Bir varoluş mücadelesi olarak Cumhur İttifakı
AK Parti, 7 Haziran seçimlerinde kaybettiği meclis çoğunluğunun ardından iktidarını devam ettirebilmek için siyasetin sınırlarını daraltmaya ve kendisini iktidarda tutacak her türlü güç odağıyla ittifaka girmeye dayanan yeni bir siyasi stratejiyi benimsedi. 13 yıllık iktidarları döneminde işlenen tüm suçlar, kurulan gayrimeşru ittifaklar (FETÖ gibi) ve yapılan yolsuzluklar, AK Parti için iktidarı demokratik yollarla devretme eşiğini çoktan geride bırakmıştı. Dolayısıyla, iktidarın ne pahasına olursa olsun devam ettirilmesi ilçe örgütünden MYK’ya kadar tüm AK Parti kadroları için bir varoluş mücadelesi haline geldi.

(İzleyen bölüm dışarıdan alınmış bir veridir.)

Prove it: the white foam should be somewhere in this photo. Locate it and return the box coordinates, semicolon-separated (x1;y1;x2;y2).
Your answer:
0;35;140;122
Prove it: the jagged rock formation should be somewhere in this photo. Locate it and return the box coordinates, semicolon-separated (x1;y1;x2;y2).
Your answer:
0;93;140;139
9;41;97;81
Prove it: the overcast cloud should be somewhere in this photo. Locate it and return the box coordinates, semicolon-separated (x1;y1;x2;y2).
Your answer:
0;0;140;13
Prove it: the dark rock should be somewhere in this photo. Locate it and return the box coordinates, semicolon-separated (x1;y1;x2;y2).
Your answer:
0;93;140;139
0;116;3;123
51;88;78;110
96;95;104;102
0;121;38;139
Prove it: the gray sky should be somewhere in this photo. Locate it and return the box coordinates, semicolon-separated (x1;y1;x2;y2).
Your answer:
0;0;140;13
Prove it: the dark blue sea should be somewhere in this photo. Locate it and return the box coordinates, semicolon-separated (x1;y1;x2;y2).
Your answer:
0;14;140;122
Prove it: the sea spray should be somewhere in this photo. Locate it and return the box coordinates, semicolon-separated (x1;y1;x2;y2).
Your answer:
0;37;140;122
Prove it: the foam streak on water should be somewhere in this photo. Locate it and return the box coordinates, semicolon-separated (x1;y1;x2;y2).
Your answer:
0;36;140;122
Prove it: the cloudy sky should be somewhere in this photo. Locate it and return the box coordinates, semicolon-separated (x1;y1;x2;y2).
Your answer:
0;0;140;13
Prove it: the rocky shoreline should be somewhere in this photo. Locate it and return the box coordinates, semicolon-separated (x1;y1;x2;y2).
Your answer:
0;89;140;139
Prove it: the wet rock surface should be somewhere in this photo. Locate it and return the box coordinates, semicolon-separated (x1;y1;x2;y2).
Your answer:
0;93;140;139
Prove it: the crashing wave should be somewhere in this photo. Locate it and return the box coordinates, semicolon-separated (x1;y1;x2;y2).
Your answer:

Bu iktidarda kalma mecburiyeti, bir yandan yeni koalisyon ortakları karşısında AK Parti’yi güçsüz konuma getirirken diğer yandan da siyasetin radikalleşmesi ve sınırlarının daraltılması anlamına geliyordu. Bunun ilk kurbanlarından biri de HDP ve Selahattin Demirtaş oldu. Çözüm sürecinin iktidarla birlikte iki ana unsurundan biri olan HDP, 2015’ten sonra sistematik bir şekilde baskılandı ve meşru siyasetin sınırlarının dışına itildi.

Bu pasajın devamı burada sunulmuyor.